第19話 守るために捨てるもの
温室から戻ったあと、リーナの熱は上がった。
ミラ医師はすぐに処置をした。体を温めすぎず、冷やしすぎず、薬を正しく飲ませる。ネラは泣きそうな顔で布を替え、レティシアは廊下で祈るように手を組んでいた。
私は寝台の脇に座り、リーナの手を握った。
小さな手は、温かいというより熱い。呼吸は浅く、胸の奥で湿った音がする。温室の冷気を吸ったせいだ。せっかく少しずつ戻っていた体力が、また削られていく。
怒りで、視界が白くなりそうだった。
ジェラルドは父親だと言った。父親だから話す権利があると。けれど、その権利のためにリーナを夜の雪へ出した。眠り薬で警備を倒し、病気の子どもを古い温室へ連れて行った。
父親という言葉が、こんなにも空っぽに聞こえるとは思わなかった。
「エリシア様」
リーナが薄く目を開けた。
「ここ、どこ?」
「監察局宿舎です。戻ってきました」
「鈴、鳴った?」
「鳴りました。皆が聞きました」
「よかった」
その言葉で、私は喉が詰まった。
怖かった、ではなく、よかった。
助けを呼ぶことに成功したと、リーナは確認している。
「リーナ、もう話さなくていい」
「できたことに、書いて」
「書きます」
「鈴、鳴らした。糸、結んだ。エリシア様、来た」
私は涙を落とさないよう、瞬きをした。
「全部、書きます」
ミラ医師に促され、リーナは再び眠った。
廊下へ出ると、カイ辺境伯が待っていた。彼の外套には、まだ雪が溶けた跡が残っている。

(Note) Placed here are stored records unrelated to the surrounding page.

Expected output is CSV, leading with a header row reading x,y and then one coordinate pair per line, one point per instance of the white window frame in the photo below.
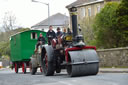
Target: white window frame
x,y
89,12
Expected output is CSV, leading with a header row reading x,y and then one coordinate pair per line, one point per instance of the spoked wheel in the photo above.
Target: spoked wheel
x,y
24,67
16,68
47,66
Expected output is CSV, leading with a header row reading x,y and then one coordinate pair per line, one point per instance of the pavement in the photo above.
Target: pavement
x,y
113,70
9,77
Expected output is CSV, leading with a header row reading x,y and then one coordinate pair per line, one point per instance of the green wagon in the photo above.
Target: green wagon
x,y
22,48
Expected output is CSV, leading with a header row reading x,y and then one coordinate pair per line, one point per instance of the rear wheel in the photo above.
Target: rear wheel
x,y
16,67
24,67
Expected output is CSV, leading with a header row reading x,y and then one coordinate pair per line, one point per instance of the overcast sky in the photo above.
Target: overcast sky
x,y
29,13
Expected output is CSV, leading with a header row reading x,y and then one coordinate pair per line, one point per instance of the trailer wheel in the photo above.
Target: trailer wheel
x,y
16,67
24,67
47,66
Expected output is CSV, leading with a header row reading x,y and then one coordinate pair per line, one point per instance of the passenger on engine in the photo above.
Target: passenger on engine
x,y
50,35
41,40
59,33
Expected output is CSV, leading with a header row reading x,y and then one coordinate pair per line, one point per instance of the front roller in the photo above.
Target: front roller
x,y
47,60
83,62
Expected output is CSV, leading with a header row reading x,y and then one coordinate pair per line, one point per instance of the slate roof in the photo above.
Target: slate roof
x,y
55,20
79,2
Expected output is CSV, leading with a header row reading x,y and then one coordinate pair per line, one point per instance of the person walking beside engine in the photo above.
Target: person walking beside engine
x,y
41,40
59,33
50,35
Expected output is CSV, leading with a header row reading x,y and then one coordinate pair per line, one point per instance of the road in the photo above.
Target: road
x,y
8,77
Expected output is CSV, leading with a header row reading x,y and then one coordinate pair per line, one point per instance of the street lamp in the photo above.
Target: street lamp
x,y
48,9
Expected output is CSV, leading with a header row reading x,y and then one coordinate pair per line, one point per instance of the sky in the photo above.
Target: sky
x,y
29,13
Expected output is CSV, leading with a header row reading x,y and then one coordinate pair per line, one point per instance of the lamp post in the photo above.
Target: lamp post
x,y
48,9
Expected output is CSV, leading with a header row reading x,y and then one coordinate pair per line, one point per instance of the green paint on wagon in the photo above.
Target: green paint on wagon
x,y
23,44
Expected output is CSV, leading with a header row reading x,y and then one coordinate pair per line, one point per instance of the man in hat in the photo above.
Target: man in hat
x,y
41,40
50,34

「ジェラルドは監察局の拘束室にいる。マルクスの部下二名も捕らえた。眠り薬はベイン医師の診療所から出たものだ」
「ジェラルド本人は、薬のことを知っていたのですか」
「今のところ否定している。だが、使用人に金を渡した記録はある」
私は壁に手をついた。
「もう、父親としての面会権は停止できますね」
「できる。明日の緊急審理で申請する」
カイ辺境伯は、少し言葉を置いた。
「ただし、公爵家側はあなたの監督責任も問うかもしれない。リーナ嬢を守ると言いながら、誘拐を防げなかった、と」
私は目を閉じた。
そう来るだろうと思っていた。あの人たちは、自分の罪を薄めるためなら、私の痛みも使う。
「私は、完璧には守れませんでした」
「責めているのではない」
「分かっています。でも、事実です」
リーナを公爵家から連れ出した。別邸で守った。法廷で証言した。それでも、ジェラルドは隙を見つけた。
守るという言葉は、綺麗ではない。
守れなかった瞬間の痛みまで含んでいる。
「明日の緊急審理で、私は何を捨てればいいですか」
カイ辺境伯が眉を寄せた。
「捨てる?」
「公爵家は、私の評判、離縁条件、クロフォード家への圧力を出してくるでしょう。リーナの安全を最優先するなら、私は何を手放せばいいのか考えています」
カイ辺境伯はしばらく黙っていた。
「自己犠牲を前提にするな」
「でも」
「あなたがすべてを捨てれば、相手は『この女は子どものためなら何でも捨てる』と学ぶ。次にリーナ嬢を人質にする時、もっと高いものを要求する」
その言葉は厳しかった。
けれど、必要だった。
「守るために捨てるものは、相手に選ばせるな。自分で選べ」
私は息を吸った。
「では、捨てます。公爵家から良い妻だったと思われることを」
「それはもう捨てている」
「では、良い母役だったと思われることも」
「それも捨てた」
「……良い人だと思われることを」
言葉にすると、胸が少し痛んだ。
私はずっと、良い人でいようとしていた。怒らない。責めない。相手の事情を考える。波風を立てない。良い人でいれば、いつか大切にされると、どこかで思っていたのかもしれない。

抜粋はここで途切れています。